Кстати, все это происходило на территории, где и сейчас идут или могут идти бои. Эта местность не сильно изменилась с тех пор, за исключением, возможно, появления инфраструктурных объектов.
Учитывая русский символизм, их идеологемы «деды воевали», «можем повторить», могут существовать планы, которые как раз вкладываются в такую идеологическую обертку. Вот такая ситуация возникает.
— Еще же будет сакральное 9 мая.
— Думаю, что в этом году ничего особенного не произойдет. Основных событий, если существует такой замысел у россиян, следует ожидать где-то летом-осенью текущего года. Весной, вероятно, будут продолжаться боевые действия на юго-востоке: Купянск — Оскол — Лиман — Авдеевка — Угледар. И это то, что может создать условия для дальнейшей эскалации.
что касается анонсированного ими зимнего наступления, наверное, оно было приурочено к 80-летию Сталинградской битвы, которая закончилась 2 февраля 1942 года. В Волгограде планировалось масштабное празднование. Возможно, какой-нибудь парад. Но он стал пшиком — привлекли курсантов каких-то военизированных вузов и студентов техникумов и колледжей. В целом все свелось к выступлению путина и патриотическому концерту.
Не получилось то, что планировали, потому что не было достижений на фронте. И Бахмут к тому времени не взяли под контроль и провели провальную атаку на Угледарском направлении, которая привела к разгрому их группировки. Ее уже назвали самым массовым танковым сражением российско-украинской войны.
Но я считаю, что это не то наступление, которое должно было состояться, и не те силы и средства, которые могли быть привлечены. Если действительно это все, что россия смогла продемонстрировать (какое-то движение с призрачной перспективой), это говорит о том, что она вообще перестала существовать как государство с определенными милитаристскими потугами. По-моему, это был, возможно, элемент введения нас в заблуждение — показать достижения, не достигнув какого-то оперативного, уже не говорю стратегического, успеха. Сунь Цзы сказал: «Если ты хочешь победить противника, ты должен показать свою слабость».
— Россияне тоже делают выводы и работают над ошибками. Как оцениваете состояние их армии сейчас? Как она изменилась за этот год? В чем у них есть прогресс? Их руководители не дураки, как нам очень хочется думать.
— Согласен. Сначала об их командующих. Командующим объединенной группировкой российских войск, то есть вообще всей операцией в Украине, назначен начальник генерального штаба российской федерации генерал Герасимов. Северной и западной группировками руководит командующий сухопутными войсками генерал армии Салюков. Командующий воздушно-космическими силами генерал Суровикин, который руководил операцией на юго-востоке, так и остался на этом направлении, а на юге — генерал-полковник Ким.
Эта четверка до сих пор не показала свои способности.
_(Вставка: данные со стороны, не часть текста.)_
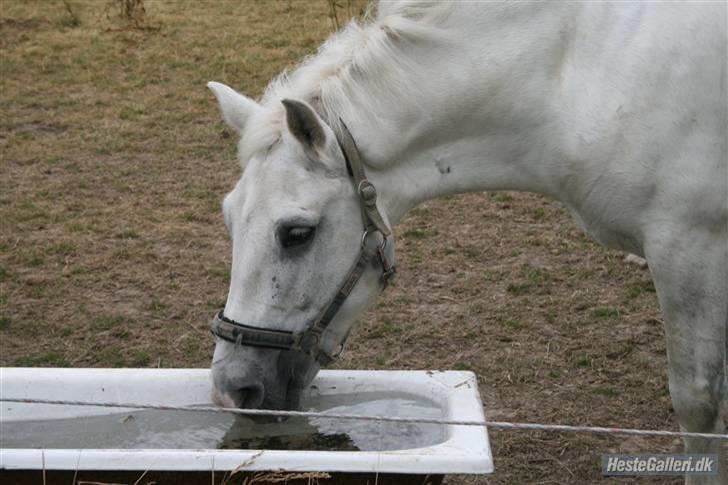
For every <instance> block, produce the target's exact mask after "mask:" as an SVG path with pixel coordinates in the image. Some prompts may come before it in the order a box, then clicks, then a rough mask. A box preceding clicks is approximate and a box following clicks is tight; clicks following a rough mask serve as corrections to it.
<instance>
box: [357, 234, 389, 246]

Думаю, что для руководителей такого уровня ни Бахмут, ни Угледар не являются показателями. Это операция тактического, максимум оперативного масштаба. Это не их масштаб и не их видение развития ситуации. У них есть достаточный опыт, в том числе стратегического планирования и боевого применения (только Салюков не принимал непосредственного участия в афганской, чеченской и других войнах; по крайней мере, я не нашел об этом упоминаний в его официальной биографии). Поэтому думаю, что масштаб их действий может быть гораздо больше. Вопрос, повторю, есть ли у них для этого ресурсы. Гипотетически они могут быть. Чтобы четко понимать, каков масштаб этих ресурсов, нужно иметь конкретные исходные данные для их расчетов. У меня их сейчас нет, есть только информация из открытых источников и информация, которой могу пользоваться.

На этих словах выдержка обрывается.